The term "genome" is oft-heard but seldom defined, and indeed has more than one meaning. Little wonder, then, that discussions about genome sequences and comparisons thereof can leave otherwise interested audiences more frustrated than enlightened. "What is a genome?" and "whose genome was sequenced?" are legitimate questions, and what follows is an attempt at clarification that is, by necessity, as much philosophical as scientific.
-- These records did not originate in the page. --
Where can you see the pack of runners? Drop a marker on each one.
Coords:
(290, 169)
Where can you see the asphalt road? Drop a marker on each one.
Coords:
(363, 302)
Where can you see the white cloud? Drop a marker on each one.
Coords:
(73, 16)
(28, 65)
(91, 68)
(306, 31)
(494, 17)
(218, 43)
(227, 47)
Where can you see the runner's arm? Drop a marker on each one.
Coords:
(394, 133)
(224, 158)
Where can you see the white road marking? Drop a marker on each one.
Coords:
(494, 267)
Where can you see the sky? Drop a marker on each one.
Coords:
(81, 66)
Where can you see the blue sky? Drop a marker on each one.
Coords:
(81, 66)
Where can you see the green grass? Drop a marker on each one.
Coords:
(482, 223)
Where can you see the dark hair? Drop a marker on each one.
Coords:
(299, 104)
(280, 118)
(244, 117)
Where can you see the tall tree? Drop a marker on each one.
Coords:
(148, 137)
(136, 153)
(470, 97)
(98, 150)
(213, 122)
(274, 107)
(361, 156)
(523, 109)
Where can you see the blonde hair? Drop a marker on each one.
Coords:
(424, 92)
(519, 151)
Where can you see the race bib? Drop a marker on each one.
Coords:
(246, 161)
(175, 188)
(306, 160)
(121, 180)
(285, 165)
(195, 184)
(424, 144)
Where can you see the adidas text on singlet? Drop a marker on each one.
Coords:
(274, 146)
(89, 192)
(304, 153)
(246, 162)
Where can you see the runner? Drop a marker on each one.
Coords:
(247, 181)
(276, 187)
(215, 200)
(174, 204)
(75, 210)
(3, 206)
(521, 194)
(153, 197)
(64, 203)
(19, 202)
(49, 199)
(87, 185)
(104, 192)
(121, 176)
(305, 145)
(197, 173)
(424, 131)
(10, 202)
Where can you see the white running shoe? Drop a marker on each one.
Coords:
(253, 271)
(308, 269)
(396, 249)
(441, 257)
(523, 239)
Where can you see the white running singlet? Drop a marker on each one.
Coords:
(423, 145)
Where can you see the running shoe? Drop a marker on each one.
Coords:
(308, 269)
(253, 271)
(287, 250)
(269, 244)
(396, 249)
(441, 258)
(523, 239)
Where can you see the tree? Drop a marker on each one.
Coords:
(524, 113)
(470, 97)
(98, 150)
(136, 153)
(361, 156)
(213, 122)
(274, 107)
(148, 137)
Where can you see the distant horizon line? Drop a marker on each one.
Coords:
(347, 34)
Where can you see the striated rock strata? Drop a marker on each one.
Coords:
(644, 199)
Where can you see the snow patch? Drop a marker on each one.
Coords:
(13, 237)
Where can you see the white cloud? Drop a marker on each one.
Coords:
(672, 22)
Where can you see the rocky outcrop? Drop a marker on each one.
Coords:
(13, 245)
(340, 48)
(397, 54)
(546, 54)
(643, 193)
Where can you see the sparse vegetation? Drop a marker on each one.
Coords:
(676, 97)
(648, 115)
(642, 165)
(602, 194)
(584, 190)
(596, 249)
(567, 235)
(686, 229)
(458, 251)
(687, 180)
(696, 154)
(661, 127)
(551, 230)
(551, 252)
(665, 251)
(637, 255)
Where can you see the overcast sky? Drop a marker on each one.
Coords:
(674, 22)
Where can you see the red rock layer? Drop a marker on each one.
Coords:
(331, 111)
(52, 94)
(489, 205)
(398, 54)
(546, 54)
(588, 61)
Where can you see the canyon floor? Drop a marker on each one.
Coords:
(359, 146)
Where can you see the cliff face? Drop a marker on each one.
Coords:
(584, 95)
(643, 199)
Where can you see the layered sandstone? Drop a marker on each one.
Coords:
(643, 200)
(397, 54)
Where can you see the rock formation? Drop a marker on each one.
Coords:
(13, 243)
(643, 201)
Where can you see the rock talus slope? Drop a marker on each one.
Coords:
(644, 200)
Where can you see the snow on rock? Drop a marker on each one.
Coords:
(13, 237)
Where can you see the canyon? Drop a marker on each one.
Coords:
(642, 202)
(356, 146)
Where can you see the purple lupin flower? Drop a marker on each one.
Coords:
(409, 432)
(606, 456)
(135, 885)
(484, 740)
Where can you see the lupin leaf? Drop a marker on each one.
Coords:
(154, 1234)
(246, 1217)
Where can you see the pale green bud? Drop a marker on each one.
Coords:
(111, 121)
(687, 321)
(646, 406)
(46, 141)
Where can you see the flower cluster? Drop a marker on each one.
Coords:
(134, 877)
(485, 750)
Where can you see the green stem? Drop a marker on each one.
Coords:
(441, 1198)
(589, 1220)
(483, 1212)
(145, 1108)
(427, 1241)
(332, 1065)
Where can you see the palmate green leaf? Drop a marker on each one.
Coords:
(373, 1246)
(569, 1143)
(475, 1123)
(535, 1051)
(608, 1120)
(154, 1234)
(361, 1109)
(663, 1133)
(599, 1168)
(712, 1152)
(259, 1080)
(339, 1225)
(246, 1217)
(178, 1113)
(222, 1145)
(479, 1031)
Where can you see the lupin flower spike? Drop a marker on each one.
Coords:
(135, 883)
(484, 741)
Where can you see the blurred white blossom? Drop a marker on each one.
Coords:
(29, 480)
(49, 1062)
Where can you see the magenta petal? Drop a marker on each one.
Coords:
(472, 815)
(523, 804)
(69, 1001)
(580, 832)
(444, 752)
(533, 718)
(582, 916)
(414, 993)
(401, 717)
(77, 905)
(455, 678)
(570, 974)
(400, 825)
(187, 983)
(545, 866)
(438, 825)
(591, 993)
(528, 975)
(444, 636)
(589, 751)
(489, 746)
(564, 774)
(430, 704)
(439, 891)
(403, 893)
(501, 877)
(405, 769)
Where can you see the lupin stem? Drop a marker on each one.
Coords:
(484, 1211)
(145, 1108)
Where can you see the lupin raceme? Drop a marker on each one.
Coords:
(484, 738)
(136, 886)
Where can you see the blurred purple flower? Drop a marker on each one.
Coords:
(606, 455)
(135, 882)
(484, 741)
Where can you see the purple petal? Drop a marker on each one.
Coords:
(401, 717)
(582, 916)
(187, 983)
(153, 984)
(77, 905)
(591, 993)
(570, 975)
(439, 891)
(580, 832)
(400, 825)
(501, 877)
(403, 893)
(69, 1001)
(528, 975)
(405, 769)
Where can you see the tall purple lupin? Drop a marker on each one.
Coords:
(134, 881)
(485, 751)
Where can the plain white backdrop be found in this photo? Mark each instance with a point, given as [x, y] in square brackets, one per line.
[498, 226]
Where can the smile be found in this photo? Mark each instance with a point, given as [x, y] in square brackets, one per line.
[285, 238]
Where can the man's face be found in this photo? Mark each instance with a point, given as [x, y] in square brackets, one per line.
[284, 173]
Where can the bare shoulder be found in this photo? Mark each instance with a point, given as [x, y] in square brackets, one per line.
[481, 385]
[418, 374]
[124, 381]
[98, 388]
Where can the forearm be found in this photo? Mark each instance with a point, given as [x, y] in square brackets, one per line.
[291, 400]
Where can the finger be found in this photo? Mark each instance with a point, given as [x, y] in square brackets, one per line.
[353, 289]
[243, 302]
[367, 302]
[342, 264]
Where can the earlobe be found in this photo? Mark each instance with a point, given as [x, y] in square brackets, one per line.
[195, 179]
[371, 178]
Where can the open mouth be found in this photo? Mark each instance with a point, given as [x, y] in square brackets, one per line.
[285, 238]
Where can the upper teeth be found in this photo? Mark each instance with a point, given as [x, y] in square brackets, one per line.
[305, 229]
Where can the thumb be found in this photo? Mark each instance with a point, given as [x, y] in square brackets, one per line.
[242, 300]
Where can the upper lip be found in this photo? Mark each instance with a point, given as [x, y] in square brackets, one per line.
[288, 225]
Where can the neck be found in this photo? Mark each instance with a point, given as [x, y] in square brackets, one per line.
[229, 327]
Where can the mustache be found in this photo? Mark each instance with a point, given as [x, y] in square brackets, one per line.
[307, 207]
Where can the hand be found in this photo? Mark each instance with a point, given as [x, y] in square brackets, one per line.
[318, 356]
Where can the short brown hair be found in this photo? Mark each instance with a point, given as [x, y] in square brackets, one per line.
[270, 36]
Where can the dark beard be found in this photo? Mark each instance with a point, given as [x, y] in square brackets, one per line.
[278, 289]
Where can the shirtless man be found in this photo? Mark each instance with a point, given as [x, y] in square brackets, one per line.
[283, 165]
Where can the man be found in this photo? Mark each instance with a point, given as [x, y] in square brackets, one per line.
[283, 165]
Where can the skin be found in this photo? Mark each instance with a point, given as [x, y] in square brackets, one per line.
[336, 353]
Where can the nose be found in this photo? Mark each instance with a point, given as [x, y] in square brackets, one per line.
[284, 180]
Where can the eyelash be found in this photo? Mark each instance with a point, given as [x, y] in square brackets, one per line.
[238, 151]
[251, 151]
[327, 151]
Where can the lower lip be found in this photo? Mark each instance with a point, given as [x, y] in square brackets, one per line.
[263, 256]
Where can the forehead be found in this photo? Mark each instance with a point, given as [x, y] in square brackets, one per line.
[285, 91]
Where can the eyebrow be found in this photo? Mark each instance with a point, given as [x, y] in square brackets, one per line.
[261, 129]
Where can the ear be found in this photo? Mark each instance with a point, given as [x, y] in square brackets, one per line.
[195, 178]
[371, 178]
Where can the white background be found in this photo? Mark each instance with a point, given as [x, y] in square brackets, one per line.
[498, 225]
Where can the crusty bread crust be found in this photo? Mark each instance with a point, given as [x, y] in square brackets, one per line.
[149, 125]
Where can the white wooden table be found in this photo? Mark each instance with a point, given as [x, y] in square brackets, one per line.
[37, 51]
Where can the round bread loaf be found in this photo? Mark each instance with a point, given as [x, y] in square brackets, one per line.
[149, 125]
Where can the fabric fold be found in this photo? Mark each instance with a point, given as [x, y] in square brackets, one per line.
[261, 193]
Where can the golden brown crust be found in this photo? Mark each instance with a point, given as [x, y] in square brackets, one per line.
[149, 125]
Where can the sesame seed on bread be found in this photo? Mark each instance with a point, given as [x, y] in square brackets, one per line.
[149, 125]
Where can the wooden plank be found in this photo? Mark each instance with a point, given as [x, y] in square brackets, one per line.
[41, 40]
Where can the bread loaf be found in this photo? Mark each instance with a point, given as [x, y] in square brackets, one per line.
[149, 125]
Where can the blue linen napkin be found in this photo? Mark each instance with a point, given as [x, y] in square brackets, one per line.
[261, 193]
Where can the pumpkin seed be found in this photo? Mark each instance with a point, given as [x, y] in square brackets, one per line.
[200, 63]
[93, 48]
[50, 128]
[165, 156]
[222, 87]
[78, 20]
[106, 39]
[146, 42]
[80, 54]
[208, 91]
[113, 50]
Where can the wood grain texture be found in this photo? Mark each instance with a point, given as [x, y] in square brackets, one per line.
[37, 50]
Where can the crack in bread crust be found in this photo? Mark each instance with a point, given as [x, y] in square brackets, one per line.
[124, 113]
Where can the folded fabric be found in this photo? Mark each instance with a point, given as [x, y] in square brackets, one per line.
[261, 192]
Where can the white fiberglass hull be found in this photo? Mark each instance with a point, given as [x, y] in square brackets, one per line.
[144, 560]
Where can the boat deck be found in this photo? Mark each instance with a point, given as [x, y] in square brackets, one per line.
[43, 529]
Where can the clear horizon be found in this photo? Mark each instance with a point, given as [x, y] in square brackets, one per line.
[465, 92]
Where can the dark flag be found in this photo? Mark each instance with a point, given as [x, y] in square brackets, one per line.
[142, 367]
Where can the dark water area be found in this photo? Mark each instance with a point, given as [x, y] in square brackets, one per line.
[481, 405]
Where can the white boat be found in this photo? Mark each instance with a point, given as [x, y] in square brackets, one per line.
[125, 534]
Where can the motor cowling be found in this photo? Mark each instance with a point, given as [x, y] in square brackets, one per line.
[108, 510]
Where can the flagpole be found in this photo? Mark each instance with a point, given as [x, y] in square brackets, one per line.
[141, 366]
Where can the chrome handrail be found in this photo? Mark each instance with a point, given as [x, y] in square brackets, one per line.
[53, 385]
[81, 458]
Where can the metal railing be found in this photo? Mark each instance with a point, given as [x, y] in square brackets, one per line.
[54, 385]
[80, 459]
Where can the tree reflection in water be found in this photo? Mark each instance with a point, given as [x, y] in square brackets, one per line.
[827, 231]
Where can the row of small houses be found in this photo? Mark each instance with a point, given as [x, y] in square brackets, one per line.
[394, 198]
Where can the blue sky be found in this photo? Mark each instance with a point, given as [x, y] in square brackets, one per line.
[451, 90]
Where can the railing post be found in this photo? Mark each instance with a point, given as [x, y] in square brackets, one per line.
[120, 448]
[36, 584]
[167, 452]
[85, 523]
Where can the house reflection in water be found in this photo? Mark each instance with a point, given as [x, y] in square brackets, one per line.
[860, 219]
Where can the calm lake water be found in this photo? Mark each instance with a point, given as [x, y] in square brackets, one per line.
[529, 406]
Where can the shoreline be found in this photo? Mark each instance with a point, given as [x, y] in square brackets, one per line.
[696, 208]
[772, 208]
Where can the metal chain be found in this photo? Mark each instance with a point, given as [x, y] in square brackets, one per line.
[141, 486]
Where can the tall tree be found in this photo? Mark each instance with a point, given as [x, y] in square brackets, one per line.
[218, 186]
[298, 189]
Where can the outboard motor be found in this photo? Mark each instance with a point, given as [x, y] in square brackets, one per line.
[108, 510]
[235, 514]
Definition #1: In a broad sense, a genome can be considered as the collective set of genes, non-coding DNA sequences, and all their variants that are located within the chromosomes of members of a given species. This definition does not consider variation among individuals within a species, and instead relates to distinctions between species. It is possible to apply such a definition because, for the most part, animal species do not share DNA extensively and hence  their respective gene pools remain distinct (in fact, this forms the basis for defining species under some views). Thus, even though humans and chimpanzees are about 98% identical in terms of their DNA sequences, there is still such as thing as a "human genome" and a "chimpanzee genome" rather than a continuum with humans and chimps at two mildly divergent extremes. This is even true of far closer (but now extinct) relatives of humans such as Neanderthals; on average, the sections of Neanderthal DNA that have been recovered and sequenced are 99.5% identical to that of humans -- but these, too, are considered to be part of a separate genome.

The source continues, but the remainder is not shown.